Jack was the whole package when it came to being an extraordinary person. Bright, compassionate and ever the teacher, he had a wide birth of acceptance for all people. His innocent boyish Irish face was the perfect façade for his zany, wonderful sense of humor. Once in the middle of a freezing January day, Jack and I were waiting on line to enter a café in New York that featured opera singers. Tired of the wait Jack left me and entered the building. In a few moments he returned and told me that there was no longer a need to wait, we could now enter. From the gleam in his eyes I knew that the leprechaun had hatched a devious plan that would entail some major acting on my part. I inquired “What have you done?” Nothing really, I merely told the Italian proprietor that you were Dr.Tagliareni, the very famous heart surgeon, visiting from Rome.” As we entered we were greeted by the owner who ushered us to the best table in the house. I speak Italian, but it would be obvious to a native that I was not the real deal. When the owner gushingly greeted me in Italian I responded in broken English “While I am in your country I wish to speak only English.” First hurdle cleared, but surely not the last tense moment in the story.
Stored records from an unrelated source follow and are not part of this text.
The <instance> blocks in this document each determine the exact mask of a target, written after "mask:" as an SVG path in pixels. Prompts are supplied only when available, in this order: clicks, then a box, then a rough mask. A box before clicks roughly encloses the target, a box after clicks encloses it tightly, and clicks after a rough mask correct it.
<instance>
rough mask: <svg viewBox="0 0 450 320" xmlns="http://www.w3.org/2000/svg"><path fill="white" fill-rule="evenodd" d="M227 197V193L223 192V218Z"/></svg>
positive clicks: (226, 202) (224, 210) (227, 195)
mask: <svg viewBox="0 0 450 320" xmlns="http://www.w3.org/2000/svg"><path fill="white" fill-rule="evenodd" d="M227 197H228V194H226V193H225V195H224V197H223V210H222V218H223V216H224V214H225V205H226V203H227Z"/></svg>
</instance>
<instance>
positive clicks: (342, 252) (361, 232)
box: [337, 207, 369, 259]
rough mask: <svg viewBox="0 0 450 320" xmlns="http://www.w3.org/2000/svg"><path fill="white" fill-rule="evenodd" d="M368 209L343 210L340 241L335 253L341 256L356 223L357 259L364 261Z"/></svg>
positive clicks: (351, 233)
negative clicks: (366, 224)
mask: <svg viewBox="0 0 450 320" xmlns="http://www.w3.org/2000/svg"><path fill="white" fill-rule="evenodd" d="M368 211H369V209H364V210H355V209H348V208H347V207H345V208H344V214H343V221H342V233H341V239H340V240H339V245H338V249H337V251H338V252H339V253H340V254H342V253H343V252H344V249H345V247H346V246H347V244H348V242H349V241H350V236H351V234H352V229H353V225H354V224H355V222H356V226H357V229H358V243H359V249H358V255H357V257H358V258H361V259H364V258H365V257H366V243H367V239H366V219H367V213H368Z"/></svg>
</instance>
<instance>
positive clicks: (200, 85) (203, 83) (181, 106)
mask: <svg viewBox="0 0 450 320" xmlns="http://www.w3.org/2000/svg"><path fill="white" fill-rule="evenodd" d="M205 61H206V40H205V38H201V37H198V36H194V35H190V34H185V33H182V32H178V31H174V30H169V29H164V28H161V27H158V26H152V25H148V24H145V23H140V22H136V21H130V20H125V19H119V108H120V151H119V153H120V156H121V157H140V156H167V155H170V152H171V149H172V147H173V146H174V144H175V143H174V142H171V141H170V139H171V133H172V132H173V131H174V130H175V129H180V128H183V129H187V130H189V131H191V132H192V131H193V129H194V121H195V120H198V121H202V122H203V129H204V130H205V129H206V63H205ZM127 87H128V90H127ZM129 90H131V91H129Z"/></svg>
The next embarrassing moment was when the lead soprano dedicated her Aria to me, and I was introduced, and had to stand and take a bow. I asked Jack “nice going lunatic, what happens if someone has a heart attack?” He never missed a beat, “just jump on him and start pounding his chest.”
I still smile whenever I recall that day, but most of all I feel the gratitude that I had the privilege of knowing him. Thanks Jack, for the memories, and for all that you brought to my life.